The question of whether to disclose AI use has become a brand question, not a compliance one. Disclose nothing and you risk being caught, which costs trust at the worst possible moment. Disclose everything and you bury the meaningful admissions under a pile of ritual ones, training your audience to ignore the label. Most organisations are improvising a position one project at a time. A working policy — written once, applied consistently — is cheaper than the improvisation and far less risky.

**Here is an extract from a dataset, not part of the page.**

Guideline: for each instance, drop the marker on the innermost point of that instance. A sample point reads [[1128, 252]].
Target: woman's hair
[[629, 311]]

Why disclosure is a brand decision
Disclosure of AI use is usually framed as a regulatory or legal matter, which makes it someone else's department. But the audience does not experience disclosure as compliance; they experience it as a signal about the company's honesty. A disclosure that arrives voluntarily, in plain language, reads as confidence and transparency. A disclosure extracted after the fact, or buried in terms nobody reads, reads as something the company tried to get away with. The same fact — we used AI here — lands as trustworthy or evasive depending entirely on how the brand chose to handle it. That is a brand decision, and leaving it to be improvised per project guarantees inconsistency at the exact moment consistency builds trust. The regulatory landscape is tightening — disclosure expectations for AI-generated and AI-assisted material are becoming explicit in more jurisdictions, and the responsibility is increasingly placed on both the creator and the brand. But meeting the legal minimum is not the same as having a brand position. The law tells you what you must disclose; the brand decision is what you choose to disclose, how, and in what voice, so that the disclosure builds rather than erodes the relationship.The two failure modes
There are two ways to get this wrong, and they pull in opposite directions. The first is under-disclosure: saying nothing, on the theory that what the audience does not know will not hurt them. This works until it does not, and the cost of being discovered is far higher than the cost of having disclosed. The second is over-disclosure: labelling everything, including the trivial, until the disclosures become noise. A label on every email signature and every stock-grade image trains the audience that the label means nothing, which destroys its value for the cases that actually matter. Performative over-disclosure is its own kind of dishonesty — it looks like transparency while functioning as camouflage. A working policy threads between these by distinguishing what is material from what is not. The goal is not maximum disclosure; it is meaningful disclosure, reserved for the cases where a reasonable member of the audience would want to know and would think differently if they did.What to disclose, and what not to
The principle that does the work is materiality: disclose AI use where it would change how a reasonable person interprets or trusts the output. That principle resolves most cases.- Disclose — AI-generated imagery presented as real, synthetic voices or likenesses, AI-written content presented as a named human's view, and any output where the AI's involvement bears on the audience's trust in its accuracy or authenticity.
- Usually disclose — substantial AI contribution to creative work a client is commissioning and paying for as human craft, because the client's expectation is the thing at stake.
- Need not disclose — AI as a routine production tool with human authorship and accountability intact, in the same way you would not disclose spell-check, a calculator, or a stock photo library.